For reasons that are not entirely clear, these ratios seem to play an important role in the stock market. However, the use of Fibonacci retracements is subjective. Different traders will use this technical indicator in different ways. The traders who are profitable using the retracements will verify its effectiveness, while those who lose money will say it is unreliable. Some will argue that technical analysis is a case of a self fulfilling prophecy. If traders are all using and watching the same levels or technical indicators, then the price action may reflect that fact. The use of Fibonacci studies is also somewhat subjective in that the trader must use highs and lows of their choice. When building trading systems, traders will choose to select a high and a low during a set period of time.
The underlying principle of any Fibonacci tool is a numeric anomaly that is not grounded in any logical proof. The ratios, integers, sequences and formulas derived from the Fibonacci sequence are only the product of a mathematically based irregularity. This is not inherently wrong, but it can be uncomfortable for traders who want to fully understand the rationale behind a trading strategy. Due to this, many if not most traders will use Fibonacci numbers and levels in conjunction with other forms of technical analysis. For example, traders may look for confirmation of a breakout from a Fibonacci retracement by looking at the OBV or RSI (the On Balance Volume and the Relative Strength Index). These studies may also be used in conjunction with chart pattern analysis, such as ascending triangles or flags, to calculate any 'take profit' or 'stop loss' points along the way.

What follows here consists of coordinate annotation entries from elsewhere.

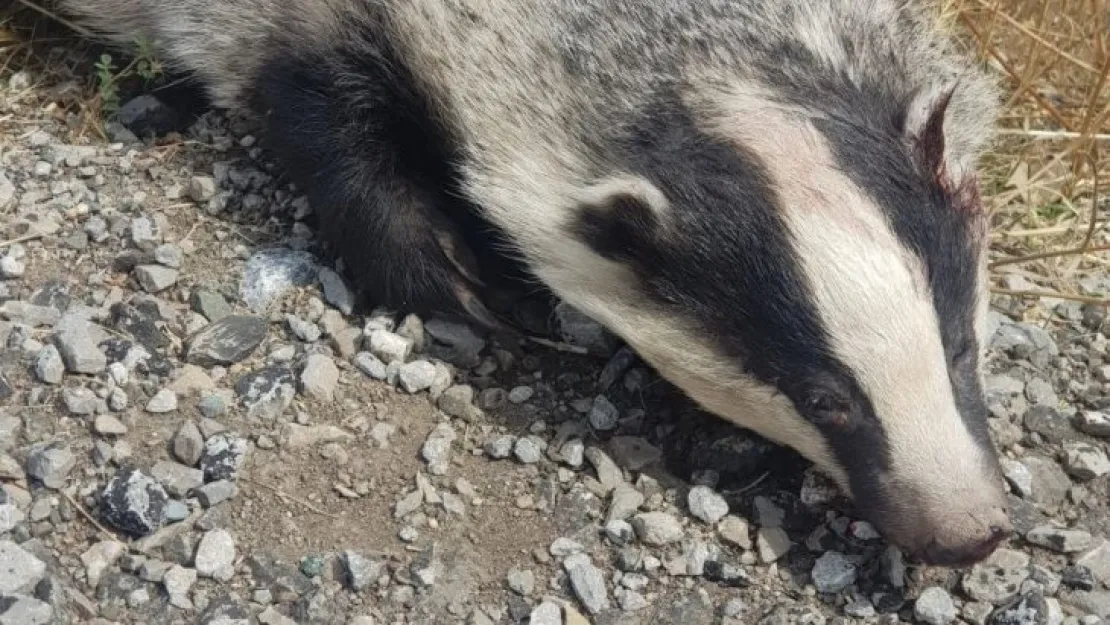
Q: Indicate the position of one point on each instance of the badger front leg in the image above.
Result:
(361, 147)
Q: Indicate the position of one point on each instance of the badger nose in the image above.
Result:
(971, 543)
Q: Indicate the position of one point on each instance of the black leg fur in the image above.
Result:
(359, 140)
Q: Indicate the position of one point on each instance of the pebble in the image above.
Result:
(389, 346)
(108, 425)
(1060, 540)
(546, 613)
(501, 447)
(270, 273)
(370, 365)
(77, 344)
(834, 572)
(530, 450)
(188, 444)
(99, 557)
(320, 377)
(215, 553)
(522, 582)
(155, 279)
(177, 479)
(416, 376)
(657, 528)
(336, 291)
(49, 366)
(51, 465)
(935, 606)
(178, 581)
(226, 342)
(436, 449)
(1085, 461)
(1093, 423)
(587, 582)
(707, 505)
(162, 402)
(19, 570)
(133, 503)
(603, 414)
(81, 401)
(223, 456)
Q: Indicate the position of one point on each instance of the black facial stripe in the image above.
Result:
(725, 263)
(864, 125)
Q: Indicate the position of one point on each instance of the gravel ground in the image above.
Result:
(197, 426)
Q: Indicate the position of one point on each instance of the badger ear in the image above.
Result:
(926, 130)
(618, 218)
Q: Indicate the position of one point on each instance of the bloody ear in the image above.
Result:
(926, 130)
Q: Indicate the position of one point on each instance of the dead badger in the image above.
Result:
(773, 202)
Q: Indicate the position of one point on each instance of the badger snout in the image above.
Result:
(967, 538)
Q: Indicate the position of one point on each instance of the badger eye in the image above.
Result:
(827, 409)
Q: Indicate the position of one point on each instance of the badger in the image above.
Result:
(775, 204)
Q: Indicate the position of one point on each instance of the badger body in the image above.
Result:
(774, 203)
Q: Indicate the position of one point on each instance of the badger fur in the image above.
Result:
(774, 203)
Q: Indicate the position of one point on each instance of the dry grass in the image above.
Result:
(1047, 182)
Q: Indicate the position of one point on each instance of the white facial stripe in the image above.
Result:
(871, 294)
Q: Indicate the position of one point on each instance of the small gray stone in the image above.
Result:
(1093, 423)
(603, 414)
(49, 366)
(436, 449)
(228, 341)
(707, 505)
(657, 528)
(214, 493)
(108, 425)
(270, 273)
(1060, 540)
(336, 291)
(834, 572)
(370, 365)
(223, 456)
(501, 447)
(625, 502)
(188, 444)
(522, 582)
(177, 479)
(19, 570)
(304, 330)
(81, 401)
(178, 581)
(162, 402)
(772, 543)
(389, 346)
(21, 610)
(155, 279)
(170, 255)
(1085, 461)
(416, 376)
(546, 613)
(735, 531)
(935, 606)
(530, 450)
(362, 571)
(215, 554)
(587, 582)
(320, 377)
(210, 304)
(77, 344)
(133, 503)
(51, 465)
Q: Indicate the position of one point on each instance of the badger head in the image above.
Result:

The famous Fibonacci sequence moves towards a certain constant, irrational ratio. In other words, it represents a number with an endless, unpredictable sequence of decimal numbers, which cannot be precisely expressed. When reduced to three decimal places, it is quoted as 1.618 and referred to as the 'golden section' or the 'golden average'. In algebra, it is commonly indicated by the Greek letter 'Phi' or 'Pi' π = 1.618. As the Fibonacci sequence moves on, each new number will divide the next one, always coming closer and closer to the unreachable Phi. Fluctuations of the ratio around the value 1.618 for a lesser or greater value can also be seen when using Elliott Wave Theory.
Fibonacci's sequence has captivated mathematicians, artists, designers and scientists for centuries. Its astounding functionality in nature suggests its importance as a fundamental characteristic of the Universe. The emerging patterns and ratios can be seen from the microscale to the macroscale, through to biological systems and inanimate objects. Some examples in nature include plants expressing the sequence in their growth points, shells' proportional increases, leaves' veins, the human body and face proportions, DNA molecules, the family tree of honeybees, the geometry of crystals, animal skeletons, the arrangement of pine cones, pistils in flowers, the shape of a hurricane and even the spirals of the Milky Way, to name just a few.